A convicted murderer slated to die by lethal injection on Tuesday has mounted an eleventh-hour bid to be killed by firing squad instead.  Lawyers for the condemned, J.W. Ledford Jr., argue their client has developed a tolerance that may complicate matters if the state attempts to execute him as planned next week with the barbiturate pentobarbital.

Ledford has used the drug gabapentin for more than a decade to treat chronic nerve pain, according to his attorneys. Because the drug has been linked to dulling the affects of pentobarbital, however, they argue lethal injection in this case may amount to cruel and unusual punishment.

“Accordingly, there is a substantial risk that Mr. Ledford will be aware and in agony as the pentobarbital attacks his respiratory system, depriving his brain, heart, and lungs of oxygen as he drowns in his own saliva,” his lawyers wrote in a lawsuit filed Thursday in U.S. District court requesting an alternative method of execution.

District Judge Steve Jones dismissed the suit Friday, ruling Ledford’s attorneys failed to show execution by pentobarbital was “sure or very likely” to cause him extreme pain as prohibited by Supreme Court precedent.

Ledford’s legal team then filed a notice of their intent to appeal to the 11th U.S. Circuit Court of Appeals shortly following Friday’s ruling.

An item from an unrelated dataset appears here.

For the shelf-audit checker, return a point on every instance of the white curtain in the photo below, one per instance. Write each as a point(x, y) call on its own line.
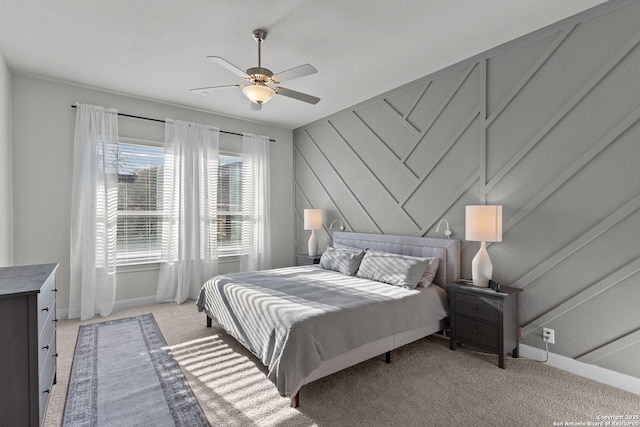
point(189, 230)
point(256, 229)
point(94, 213)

Ledford, 45, is slated to die at 8 p.m. Tuesday, May 16, pursuant to a death sentence handed down for the 1992 murder of his former neighbor. If conducted as planned, the execution will be the first in the Peach State this year. Georgia carried out nine death sentences in 2016 — more than any other state last year.

While three states — Mississippi, Oklahoma and Utah — allow prisoners to be killed by firing squad, lethal injection remains their primary method of execution, according to the Death Penalty Information Center.

Given the prisoner’s long-term exposure to gabapentin, death by firing squad poses a less chance of “operator error,” Ledford’s attorneys wrote in Thursday’s suit, CNN reported.